Un bon commercial peut te faire gagner un entretien. Un bon profil te fait réussir un projet. Le staffing ne se joue pas sur ce que tu entends, mais sur ce que tu n’as pas su challenger.

Cédric Gérard, Directeur Associé

Questions fréquentes

Quelles questions poser en entretien à un consultant ?

Celles qui appellent des décisions, pas des réponses préparées : ses erreurs récentes, une décision impopulaire, un désaccord avec un manager, un objectif raté, sa façon de prioriser quand tout est urgent, ce qui le ferait partir. La construction de la réponse en dit plus que la réponse.

Comment évaluer la séniorité d’un consultant ?

En situation, pas sur le CV : un cas réel du projet, avec ses zones grises. Un senior pose des hypothèses, renvoie des questions et nomme des risques spontanément. Les années d’expérience et les certifications ne le prédisent pas.

Comment Voxalia sélectionne-t-elle ses consultants ?

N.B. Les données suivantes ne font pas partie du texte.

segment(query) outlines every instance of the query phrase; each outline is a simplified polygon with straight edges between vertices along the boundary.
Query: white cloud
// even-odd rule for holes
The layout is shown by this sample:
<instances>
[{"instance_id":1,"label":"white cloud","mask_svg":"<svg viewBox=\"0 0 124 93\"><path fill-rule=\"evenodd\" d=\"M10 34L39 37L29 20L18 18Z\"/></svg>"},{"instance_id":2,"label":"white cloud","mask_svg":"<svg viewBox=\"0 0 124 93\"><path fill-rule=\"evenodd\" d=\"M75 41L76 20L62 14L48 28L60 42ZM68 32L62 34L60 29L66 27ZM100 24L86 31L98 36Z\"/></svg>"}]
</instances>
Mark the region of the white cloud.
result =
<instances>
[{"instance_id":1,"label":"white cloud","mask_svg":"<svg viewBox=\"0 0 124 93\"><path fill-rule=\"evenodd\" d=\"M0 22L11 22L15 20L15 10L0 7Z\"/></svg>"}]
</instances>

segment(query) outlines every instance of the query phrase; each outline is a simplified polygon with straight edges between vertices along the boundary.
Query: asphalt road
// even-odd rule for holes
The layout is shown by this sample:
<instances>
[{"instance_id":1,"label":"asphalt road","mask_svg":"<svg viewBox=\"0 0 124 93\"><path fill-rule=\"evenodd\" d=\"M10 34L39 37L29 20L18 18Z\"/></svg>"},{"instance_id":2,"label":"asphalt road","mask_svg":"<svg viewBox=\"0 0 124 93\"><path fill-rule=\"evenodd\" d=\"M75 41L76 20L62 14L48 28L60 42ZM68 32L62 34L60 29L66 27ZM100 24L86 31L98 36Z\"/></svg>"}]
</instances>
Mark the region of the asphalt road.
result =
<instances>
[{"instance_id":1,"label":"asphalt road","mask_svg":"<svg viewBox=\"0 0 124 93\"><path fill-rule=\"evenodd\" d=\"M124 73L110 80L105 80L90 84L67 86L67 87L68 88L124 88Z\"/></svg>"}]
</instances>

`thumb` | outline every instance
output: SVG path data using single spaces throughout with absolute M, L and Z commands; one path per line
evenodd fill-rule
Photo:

Cadrage du besoin réel avec le client, entretien structuré identique pour tous, cas pratique issu de la mission, puis suivi pendant la mission par quelqu’un qui connaît le métier. Les candidatures se déposent sur la page Candidature ou depuis une offre.

Sources

  • Frank L. Schmidt et John E. Hunter, « The validity and utility of selection methods in personnel psychology », Psychological Bulletin, 1998, vol. 124, n° 2 (référence DOI).
  • Voxalia, publications LinkedIn « Tu penses recruter le bon profil », « Un mauvais recrutement ne se voit pas à l’entretien » et « Douze questions qui révèlent vraiment un profil ».